A few nights ago I surfed the internet and scout for some Hong Kong shows to watch. I spent half of my life in Hong Kong growing up with TVB (monopoly of the television industry in Hong Kong). A lot of people tells me they do a shitty job in their production but very often that is also what makes it entertaining to me. When I came across this new show “Sze U Tonight,” I thought it was one of those other entertaining show TVB produced in the past. To my surprise, it was not. It was an exact imitation of North American’s favourite talk shows – “Saturday Night Live,” “Late Show with David Letterman,” and “Tonight Show with Jimmy Fallon” all mixed together. I was a bit shocked by this brave move. The next day, not to my surprise it was on the newspaper.
Honestly, I had mixed feelings.
TVB has always been accused by copying shows from all over the world.
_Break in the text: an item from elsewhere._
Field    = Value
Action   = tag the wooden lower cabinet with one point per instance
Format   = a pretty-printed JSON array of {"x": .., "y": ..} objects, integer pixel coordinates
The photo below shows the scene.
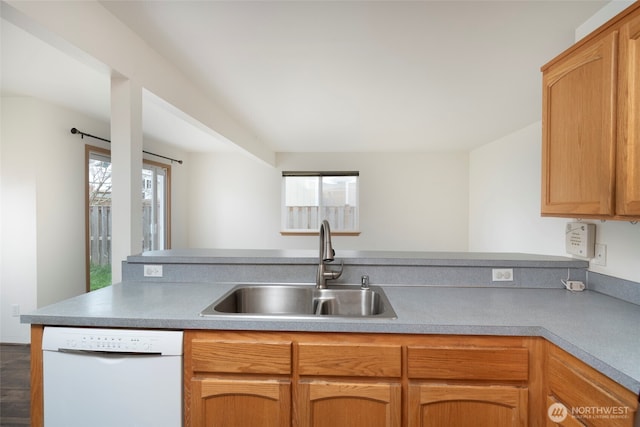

I never thought it was a big deal since everyone lost hope to their creativity and so did I. The fact that they copy an idea is different in executing the exact same show tho. It was a shock to me that TVB is bold enough to make an exact same show with same backdrops and format. It was not an imitation. It was literally copied. And that is probably why it hits the newspaper the next day.
After reading the South China Morning Post, I came up with my own thoughts. I do agree that TVB is slacking with its production as they are the monopoly. And just because they’ve been like this all these years doesn’t mean it’s okay for their poor production. However, I don’t agree Hong Kong television entertainment is hitting it’s new low. The fact that they are willing to copy something that is so successful in North America shows their willing to change. It is a very bold and brave move and I appreciate what they are trying to succeed. Popular Japanese manga (comics) Hana Yori Dango raised popularity in 1997. Few years later, Taiwan catched up with its popularity and turned it into television drama in 2001. The popularity boost so fast across continents that Japan produced their own drama in 2005, following Korea in 2008, and China in 2009. The same show, same content was produced across the country and no one complained about it. Koichi Iwabuchi talked about this phenomenon in his article “Globalization, East Asian Media Cultures and Their Publics,” the idea of internationalism is bring media into different cultures by substituting their audience needs and wants.
Although I don’t see this bold move as hitting the bottom rock. I do think it is not the best idea to produce a show without tackling with copyrights. “Sze U Tonight” is not a bad show. I do have doubts whether it would be successful or not. It is a format that Hong Kong people are not familiar with. Or if I would say, it is a different kind of comedy Hong Kong people are not experiencing a lot.